Tuesday, April 24, 2007

Traditional Heart Risk Factors Outdo Biomarkers

The sophisticated biomarkers for cardiac risk that have enthralled researchers in recent years don't add much diagnostic power to such traditional risk factors as blood cholesterol levels, smoking, blood pressure and obesity, a new study finds.

"Our results indicate that, at least for clinical use, they are not ready for prime time," said study author Dr. Thomas J. Wang, an assistant professor of medicine at Harvard University and a member of Massachusetts General Hospital's cardiovascular division. The report is published in the Dec. 21 issue of the New England Journal of Medicine.

Wang and his colleagues followed 3,209 participants in the Framingham Heart Study for a decade, measuring biomarkers that included C-reactive protein, homocysteine, urinary albumin, fibrinogen and natriuretic peptides.

While those measurements did provide indicators of increased risk of cardiovascular disease, "a lot of biomarkers don't seem to add a great deal once you take the standard risk factors into account," Wang said.

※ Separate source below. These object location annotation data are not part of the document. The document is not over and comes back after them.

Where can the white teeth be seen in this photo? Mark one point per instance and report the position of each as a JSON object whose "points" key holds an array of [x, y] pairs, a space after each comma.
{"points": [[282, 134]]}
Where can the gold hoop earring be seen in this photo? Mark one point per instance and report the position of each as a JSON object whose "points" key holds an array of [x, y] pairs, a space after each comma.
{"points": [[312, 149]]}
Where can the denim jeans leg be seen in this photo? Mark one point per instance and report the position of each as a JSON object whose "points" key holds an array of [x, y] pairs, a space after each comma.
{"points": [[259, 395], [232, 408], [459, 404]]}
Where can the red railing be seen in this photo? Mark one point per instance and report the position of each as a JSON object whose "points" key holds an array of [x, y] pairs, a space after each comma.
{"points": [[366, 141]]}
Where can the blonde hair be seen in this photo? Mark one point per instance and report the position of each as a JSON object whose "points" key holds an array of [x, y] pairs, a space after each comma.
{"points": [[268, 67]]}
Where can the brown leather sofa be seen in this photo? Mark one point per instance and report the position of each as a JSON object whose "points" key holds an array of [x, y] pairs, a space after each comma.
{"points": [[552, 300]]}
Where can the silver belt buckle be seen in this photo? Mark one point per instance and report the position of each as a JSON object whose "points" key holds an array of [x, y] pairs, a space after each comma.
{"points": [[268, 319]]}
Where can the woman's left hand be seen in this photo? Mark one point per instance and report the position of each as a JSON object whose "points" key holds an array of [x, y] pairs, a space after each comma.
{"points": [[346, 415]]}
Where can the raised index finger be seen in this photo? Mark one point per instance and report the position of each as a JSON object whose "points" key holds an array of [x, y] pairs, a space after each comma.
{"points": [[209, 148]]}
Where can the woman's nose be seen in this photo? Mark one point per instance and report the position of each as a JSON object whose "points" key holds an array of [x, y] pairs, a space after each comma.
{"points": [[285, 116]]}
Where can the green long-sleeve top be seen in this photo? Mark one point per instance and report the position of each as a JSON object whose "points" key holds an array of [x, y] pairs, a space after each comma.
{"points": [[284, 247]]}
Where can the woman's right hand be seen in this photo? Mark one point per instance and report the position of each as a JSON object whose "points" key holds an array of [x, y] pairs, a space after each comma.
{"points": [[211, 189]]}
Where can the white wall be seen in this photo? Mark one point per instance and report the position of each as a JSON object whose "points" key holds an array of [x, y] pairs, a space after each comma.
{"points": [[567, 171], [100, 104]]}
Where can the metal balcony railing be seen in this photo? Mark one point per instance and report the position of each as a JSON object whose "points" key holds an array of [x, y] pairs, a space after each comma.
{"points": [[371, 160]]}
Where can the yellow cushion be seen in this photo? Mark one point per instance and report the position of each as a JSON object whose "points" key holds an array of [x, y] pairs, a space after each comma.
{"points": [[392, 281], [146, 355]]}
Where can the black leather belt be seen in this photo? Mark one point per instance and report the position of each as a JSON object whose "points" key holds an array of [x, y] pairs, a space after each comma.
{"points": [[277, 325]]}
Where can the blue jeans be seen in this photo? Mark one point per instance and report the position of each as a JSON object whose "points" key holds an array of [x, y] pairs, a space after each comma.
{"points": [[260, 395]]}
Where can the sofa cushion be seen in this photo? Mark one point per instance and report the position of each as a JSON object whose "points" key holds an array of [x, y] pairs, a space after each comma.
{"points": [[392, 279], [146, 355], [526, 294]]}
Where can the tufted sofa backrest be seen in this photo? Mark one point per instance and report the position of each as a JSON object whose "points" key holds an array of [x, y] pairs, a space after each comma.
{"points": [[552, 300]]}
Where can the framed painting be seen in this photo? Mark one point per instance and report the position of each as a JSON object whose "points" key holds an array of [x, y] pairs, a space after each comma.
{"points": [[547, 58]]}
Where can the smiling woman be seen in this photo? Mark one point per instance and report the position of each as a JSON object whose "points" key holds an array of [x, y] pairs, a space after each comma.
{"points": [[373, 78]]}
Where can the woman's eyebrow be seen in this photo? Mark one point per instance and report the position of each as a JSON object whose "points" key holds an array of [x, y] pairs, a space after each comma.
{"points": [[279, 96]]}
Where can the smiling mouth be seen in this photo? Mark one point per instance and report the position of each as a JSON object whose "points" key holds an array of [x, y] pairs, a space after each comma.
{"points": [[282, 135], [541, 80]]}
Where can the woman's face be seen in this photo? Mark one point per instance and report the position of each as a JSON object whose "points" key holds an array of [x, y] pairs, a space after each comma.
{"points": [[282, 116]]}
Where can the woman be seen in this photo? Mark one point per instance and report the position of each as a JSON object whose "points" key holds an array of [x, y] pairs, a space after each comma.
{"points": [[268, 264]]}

But research on those biomarkers should continue, because "there very well could be subgroups of people in which it would be useful to measure biomarkers," Wang said. "We need further data on that question."

Another reason for continuing research is that "there are studies that suggest that treating people to lower these biomarkers improves clinical outcome," he said.

But the bottom line is that "widespread use of biomarkers is not indicated at this time for clinical purposes," Wang said.

"The message in the article is that the cycle of enthusiasm and hope that we have found the holy grail has been shot down," said James H. Ware, dean for academic affairs at the Harvard School of Public Health, who wrote an accompanying commentary.

Researchers have tended to hope that a newly discovered biomarker "might be a great advance in the ability of a doctor to take individual patients and make a diagnosis," Ware said. "But a lot of these things don't have much use as diagnostic tools."

"People will be more cautious as new biomarkers emerge," he added.

But research should continue because "diseases like cardiovascular disease are very complicated, multi-factorial phenomena," Ware said. "There is not one pathway that leads to impairment of the heart, so a description of it is bound to be complicated."

One useful lesson of the study is that "our data provide a useful reminder that traditional risk factors are very important," Wang said. "They set the bar very high in terms of the knowledge they give us. It takes a fair amount to improve on what we already have."